Chemical stripping and sandblasting procedures open a “Pandora’s Box” of possible issues, including lead-based paint, EPA approvals, carcinogenic containment, disposal, and damage to the original brick and mortar, the company said.

The Environmental Protection Agency (EPA) recognizes The Brick Painters’ process as a “Proper Method of Encapsulating Lead Based Paint,” according to the company.
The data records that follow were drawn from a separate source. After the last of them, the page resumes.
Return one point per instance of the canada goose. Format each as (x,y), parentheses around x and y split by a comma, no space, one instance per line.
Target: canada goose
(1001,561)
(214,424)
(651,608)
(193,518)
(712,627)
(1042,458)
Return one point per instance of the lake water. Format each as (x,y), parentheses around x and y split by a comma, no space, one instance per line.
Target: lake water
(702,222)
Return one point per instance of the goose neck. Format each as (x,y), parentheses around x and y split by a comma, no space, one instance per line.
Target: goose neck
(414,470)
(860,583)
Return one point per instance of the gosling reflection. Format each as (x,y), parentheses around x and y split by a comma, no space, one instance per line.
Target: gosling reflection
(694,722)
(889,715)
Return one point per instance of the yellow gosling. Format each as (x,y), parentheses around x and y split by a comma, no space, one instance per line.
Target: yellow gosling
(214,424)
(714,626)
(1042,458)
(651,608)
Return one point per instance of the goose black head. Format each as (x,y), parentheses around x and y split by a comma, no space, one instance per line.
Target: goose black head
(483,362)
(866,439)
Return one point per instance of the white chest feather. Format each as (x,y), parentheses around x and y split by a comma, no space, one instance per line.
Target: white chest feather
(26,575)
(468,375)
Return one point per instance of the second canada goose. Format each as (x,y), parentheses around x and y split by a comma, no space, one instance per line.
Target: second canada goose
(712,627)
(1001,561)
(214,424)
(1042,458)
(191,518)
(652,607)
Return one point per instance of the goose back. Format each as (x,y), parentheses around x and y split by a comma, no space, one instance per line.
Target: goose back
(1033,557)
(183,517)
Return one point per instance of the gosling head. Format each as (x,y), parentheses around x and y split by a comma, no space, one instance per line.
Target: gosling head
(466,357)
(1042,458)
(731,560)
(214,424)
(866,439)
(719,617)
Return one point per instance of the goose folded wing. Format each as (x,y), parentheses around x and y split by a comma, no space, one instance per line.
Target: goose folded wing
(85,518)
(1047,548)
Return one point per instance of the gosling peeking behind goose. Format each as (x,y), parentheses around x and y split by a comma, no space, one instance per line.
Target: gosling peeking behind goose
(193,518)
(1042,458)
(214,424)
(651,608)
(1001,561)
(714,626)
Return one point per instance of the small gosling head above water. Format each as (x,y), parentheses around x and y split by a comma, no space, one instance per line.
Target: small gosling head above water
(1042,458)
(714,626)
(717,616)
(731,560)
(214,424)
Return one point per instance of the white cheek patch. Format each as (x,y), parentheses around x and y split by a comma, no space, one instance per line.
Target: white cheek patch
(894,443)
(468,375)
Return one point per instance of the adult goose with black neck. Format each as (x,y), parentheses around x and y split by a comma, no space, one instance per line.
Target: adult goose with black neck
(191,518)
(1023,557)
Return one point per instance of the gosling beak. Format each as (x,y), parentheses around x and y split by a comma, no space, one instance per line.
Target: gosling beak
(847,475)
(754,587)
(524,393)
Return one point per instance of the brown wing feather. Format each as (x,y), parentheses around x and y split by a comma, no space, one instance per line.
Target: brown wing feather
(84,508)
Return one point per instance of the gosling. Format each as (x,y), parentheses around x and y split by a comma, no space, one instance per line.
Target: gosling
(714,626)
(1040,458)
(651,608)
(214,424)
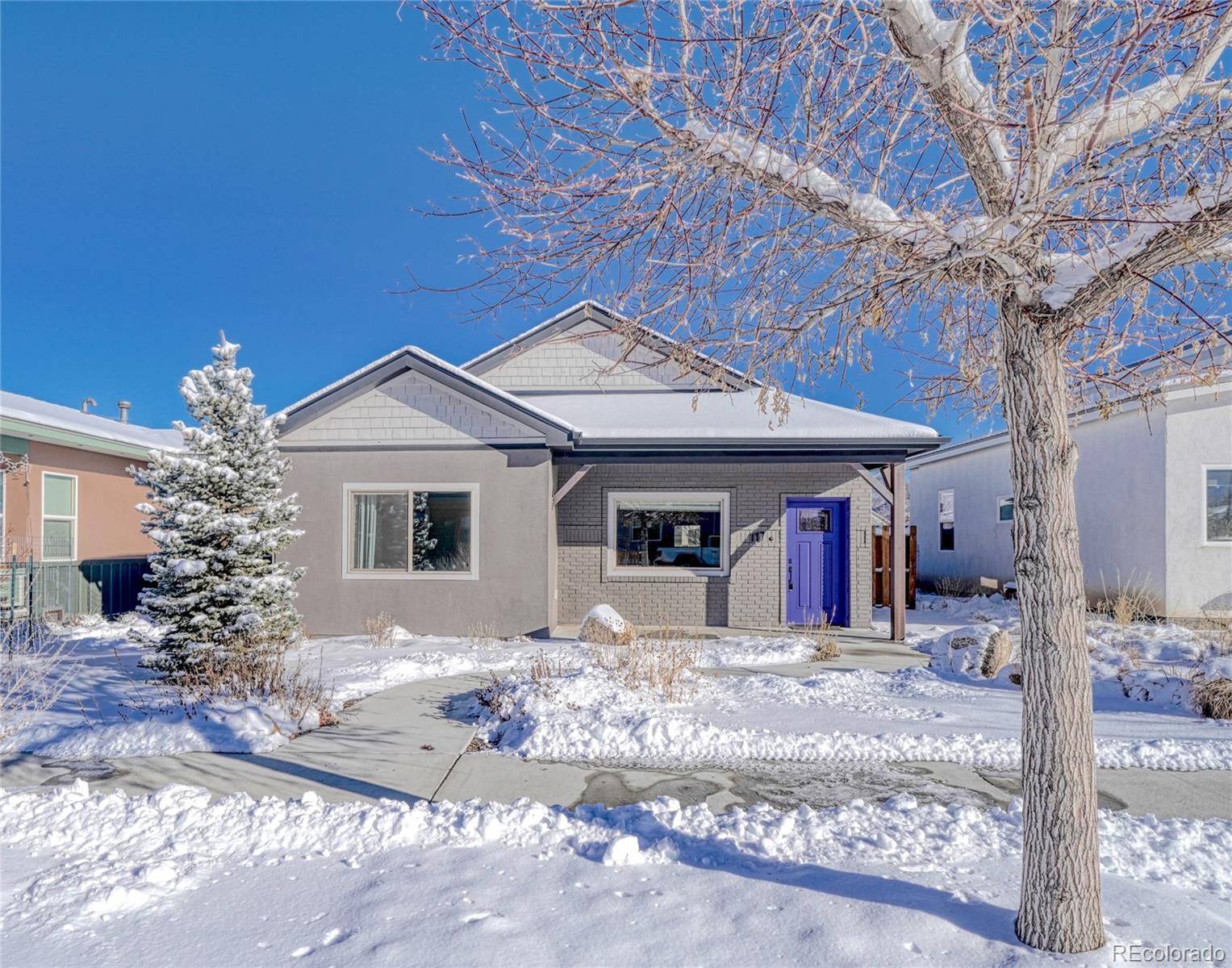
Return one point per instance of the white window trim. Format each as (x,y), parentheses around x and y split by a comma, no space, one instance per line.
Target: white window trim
(1206,542)
(387,486)
(725,502)
(73,517)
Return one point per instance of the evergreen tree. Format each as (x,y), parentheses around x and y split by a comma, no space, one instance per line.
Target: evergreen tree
(219,517)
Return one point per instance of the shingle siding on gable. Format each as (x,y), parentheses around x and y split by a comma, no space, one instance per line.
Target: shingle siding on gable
(752,595)
(411,408)
(586,357)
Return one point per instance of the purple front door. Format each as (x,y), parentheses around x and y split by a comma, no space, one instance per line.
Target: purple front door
(817,561)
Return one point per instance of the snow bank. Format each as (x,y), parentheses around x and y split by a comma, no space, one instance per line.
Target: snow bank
(833,717)
(119,853)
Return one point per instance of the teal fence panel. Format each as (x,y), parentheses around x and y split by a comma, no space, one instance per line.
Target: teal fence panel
(106,586)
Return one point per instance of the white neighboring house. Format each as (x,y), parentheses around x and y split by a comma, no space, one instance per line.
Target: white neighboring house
(1155,504)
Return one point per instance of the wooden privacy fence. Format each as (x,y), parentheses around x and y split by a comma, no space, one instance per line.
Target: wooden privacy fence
(62,589)
(881,559)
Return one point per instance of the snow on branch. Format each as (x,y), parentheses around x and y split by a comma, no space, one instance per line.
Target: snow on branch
(937,52)
(1073,271)
(815,190)
(1119,119)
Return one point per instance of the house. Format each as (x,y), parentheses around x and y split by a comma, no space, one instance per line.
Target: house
(65,493)
(1154,493)
(70,535)
(586,461)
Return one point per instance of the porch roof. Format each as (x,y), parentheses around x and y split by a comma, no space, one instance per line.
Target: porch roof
(729,424)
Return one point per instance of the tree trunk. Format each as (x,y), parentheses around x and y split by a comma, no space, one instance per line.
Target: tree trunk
(1059,905)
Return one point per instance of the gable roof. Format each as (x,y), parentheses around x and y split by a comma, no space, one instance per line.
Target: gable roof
(594,312)
(413,357)
(32,419)
(647,425)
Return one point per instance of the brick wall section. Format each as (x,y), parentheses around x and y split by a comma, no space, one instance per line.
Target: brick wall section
(752,596)
(411,408)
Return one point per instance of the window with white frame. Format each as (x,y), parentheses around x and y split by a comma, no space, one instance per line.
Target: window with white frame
(1217,503)
(60,516)
(411,531)
(675,531)
(945,519)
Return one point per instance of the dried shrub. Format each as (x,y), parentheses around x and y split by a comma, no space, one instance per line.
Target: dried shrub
(252,668)
(382,631)
(482,636)
(1217,636)
(997,654)
(954,588)
(32,673)
(1125,605)
(825,647)
(1211,696)
(657,663)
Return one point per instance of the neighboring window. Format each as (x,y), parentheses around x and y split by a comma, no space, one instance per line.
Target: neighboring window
(945,519)
(60,516)
(1217,482)
(678,530)
(408,531)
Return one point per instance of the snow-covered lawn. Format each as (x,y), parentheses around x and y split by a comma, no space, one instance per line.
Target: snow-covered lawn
(174,878)
(112,706)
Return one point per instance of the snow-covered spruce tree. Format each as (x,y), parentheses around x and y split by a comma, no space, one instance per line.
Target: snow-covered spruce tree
(219,517)
(1029,198)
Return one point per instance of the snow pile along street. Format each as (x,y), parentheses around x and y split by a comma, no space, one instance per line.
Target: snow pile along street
(177,878)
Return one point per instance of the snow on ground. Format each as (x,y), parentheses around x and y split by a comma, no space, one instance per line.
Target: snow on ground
(115,707)
(1143,716)
(846,717)
(174,878)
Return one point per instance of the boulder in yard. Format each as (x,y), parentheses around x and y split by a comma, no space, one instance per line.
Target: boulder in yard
(603,626)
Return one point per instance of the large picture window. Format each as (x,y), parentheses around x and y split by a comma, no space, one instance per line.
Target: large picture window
(668,531)
(60,516)
(411,531)
(1217,486)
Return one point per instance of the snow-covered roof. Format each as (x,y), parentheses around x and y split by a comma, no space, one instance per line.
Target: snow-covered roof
(720,416)
(54,416)
(599,309)
(437,364)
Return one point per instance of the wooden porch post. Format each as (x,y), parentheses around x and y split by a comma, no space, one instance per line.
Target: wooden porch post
(898,553)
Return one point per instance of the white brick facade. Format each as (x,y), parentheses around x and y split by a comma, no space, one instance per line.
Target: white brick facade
(411,408)
(752,596)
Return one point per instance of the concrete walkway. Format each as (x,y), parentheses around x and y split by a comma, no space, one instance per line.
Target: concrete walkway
(407,743)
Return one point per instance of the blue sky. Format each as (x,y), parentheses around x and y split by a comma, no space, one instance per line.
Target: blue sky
(172,169)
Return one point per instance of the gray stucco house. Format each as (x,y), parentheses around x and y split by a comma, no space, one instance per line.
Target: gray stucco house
(586,461)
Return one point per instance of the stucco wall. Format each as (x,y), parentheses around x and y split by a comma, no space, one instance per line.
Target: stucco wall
(1198,573)
(752,596)
(510,540)
(1120,503)
(107,525)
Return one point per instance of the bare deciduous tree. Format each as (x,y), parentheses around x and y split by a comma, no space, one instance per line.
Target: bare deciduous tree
(1030,198)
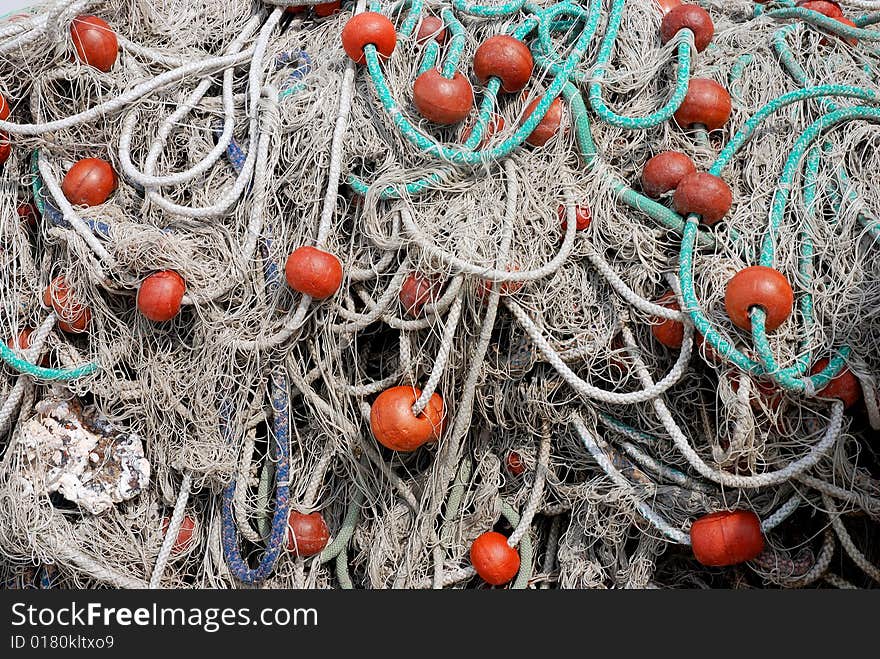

Lead-based paint encapsulation is an accepted method of permanent lead abatement, under the 2012 U.S. Department of Housing and Urban Development’s Guidelines for the Evaluation and Control of Lead-Based Paint Hazards in Housing.

“[This makes] our services a very ‘green’ approach to dealing with existing lead paint situations on previously painted brick,” the company says.

The Projects

Exterior facades of commercial and residential buildings are The Brick Painter’s bread and butter, but the painters do fireplaces, too.

The company has posted details and photos of 27 projects on its website

 The Century Building in downtown Toronto, Ontario, had old peeling white paint and was in desperate need of masonry repairs.
Before: The Century Building in downtown Toronto, Ontario, had old peeling white paint and was in desperate need of masonry repairs.

One of the projects is a bike shop in Statesville, NC, which the state’s Department of Commerce honored with an award for “Best Façade Rehabilitation Project for $10,000 or Less.” The project actually came in under $5,000, Woodworth said.

Other projects include the Century Building in downtown Toronto, Canada; a residence in Essex Fells, NJ; and a business at Niagara Falls, NY.

 The Brick Painters scraped off the loose paint, patched deteriorated masonry, and repainted the building using the company’s faux-finishing technique.
After: The Brick Painters scraped off the loose paint, patched deteriorated masonry, and repainted the building using the company’s faux-finishing technique.

   

Tagged categories: Decorative finishes; Exterior coatings; Faux finishes; Masonry; Sherwin-Williams; Stone

Comment from ELIZABETH FRENCHMAN, (10/18/2012, 10:40 AM)

Could we see a close-up? Intriguing.


Comment from Tom Schwerdt, (10/18/2012, 10:59 AM)

Looks like a nice faux-finish technique. There are some closer photos on the linked page, but it is mostly wide-angle shots. No true closeups.